NGD Systems heralds in-situ processing for NVMe SSDs

NGD Systems has announced general availability of the first product in the Newport platform of high capacity NVMe SSDs.

The Irvine, Calif. startup makes big claims for the product family which provides computational storage via in-situ processing to alleviate host CPU-memory-storage bottlenecks. Performance scales as more drives are added.

Nader Salessi, CEO of NGD Systems, said the company offers the “industry’s highest capacity NVMe, smallest footprint, and the most power-efficient NVMe SSDs on the market. This makes it possible to perform in-situ processing within the storage device itself without having to trade power, space or cost to do so.”

Don Jeanette, storage research VP at TrendFocus, provided a canned quote: “By eliminating the need to move data before processing, the Newport Platform drastically reduces latency and system level power consumption.”

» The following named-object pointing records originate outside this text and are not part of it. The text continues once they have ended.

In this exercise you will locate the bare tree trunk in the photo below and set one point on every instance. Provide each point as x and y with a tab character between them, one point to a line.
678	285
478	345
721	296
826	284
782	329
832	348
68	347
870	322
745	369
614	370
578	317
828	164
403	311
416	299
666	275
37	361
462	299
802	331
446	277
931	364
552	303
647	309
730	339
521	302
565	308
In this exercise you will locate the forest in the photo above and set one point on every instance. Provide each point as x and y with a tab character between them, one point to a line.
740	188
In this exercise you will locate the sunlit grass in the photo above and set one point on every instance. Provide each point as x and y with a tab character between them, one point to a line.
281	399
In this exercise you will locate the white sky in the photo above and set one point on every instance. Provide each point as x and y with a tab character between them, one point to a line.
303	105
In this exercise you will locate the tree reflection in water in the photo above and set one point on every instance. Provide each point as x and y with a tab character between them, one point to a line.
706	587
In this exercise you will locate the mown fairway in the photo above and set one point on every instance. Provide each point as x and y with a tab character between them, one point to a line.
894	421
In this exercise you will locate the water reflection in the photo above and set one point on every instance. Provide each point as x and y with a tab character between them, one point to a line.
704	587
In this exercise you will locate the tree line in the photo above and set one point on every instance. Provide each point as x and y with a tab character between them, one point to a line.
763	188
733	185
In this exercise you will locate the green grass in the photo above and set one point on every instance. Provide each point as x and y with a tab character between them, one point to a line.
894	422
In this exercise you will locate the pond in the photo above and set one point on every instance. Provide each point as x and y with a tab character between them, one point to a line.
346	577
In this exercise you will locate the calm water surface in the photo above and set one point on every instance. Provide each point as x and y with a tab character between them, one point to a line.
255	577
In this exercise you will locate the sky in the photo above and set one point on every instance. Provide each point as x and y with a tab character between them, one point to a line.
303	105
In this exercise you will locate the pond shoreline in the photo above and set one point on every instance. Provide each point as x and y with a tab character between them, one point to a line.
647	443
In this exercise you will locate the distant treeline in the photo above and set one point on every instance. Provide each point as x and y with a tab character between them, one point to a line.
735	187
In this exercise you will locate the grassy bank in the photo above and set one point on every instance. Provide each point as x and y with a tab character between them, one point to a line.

Let’s run through the spec for the first Newport product, a a 14nm ASIC-based 16TB U.2 NVMe SSD, which makes its debut today. NGD says this is the world’s densest and lowest-powered drive, needing 8w at peak load.

Newport has up to 16 flash channels and supports NVMe v1.3 and PCIe Gen 3.0 x4.

NGD Newport U.2 SSD.

According to NGD, a Hadoop Terasort with 4 Newport drives per node is faster than unassisted Hadoop nodes and needs 8-core hosts, as opposed to 16-core varieties..  A Microsoft image query processing time is up to 4x faster with Newport drives compared to host-only processing.

Microsoft image query processing times with and without NGD SSDs.

Newport breeding programme

Newport products have a quad-core, 64-bit ARM processor running Ubuntu and supporting Docker. 

There is an up to 8TB capacity M.2 “gumstick” card version, an up to 32TB EDSFF (ruler format) variant and the U.2 (2.5-inch) form factor runs up to 32TB of 3D TLC (3bits/cell) NAND. A larger-capacity AIC (add-in Card)  part will store up to 64TB. These additional Newport products will be released later this year and a a 32TB U.2 drive is expected in July 2019.

NGD is targeting Newport devices at hyperscalers and intelligent internet edge application. Computation at the edge limits the data sent to a central location, according to the company, and enables faster processing with a smaller edge device CPU. This saves electricity.  

NGD processor path diagram from an SNIA presentation.

Other drive-level computation work could involve video transcoding, network monitoring stream pre-processing, RAID parity calculations and compression.

Newport can be deployed just as a dense, low-power drive with in-situ processing turned off or as a computational storage drive offloading the host CPU.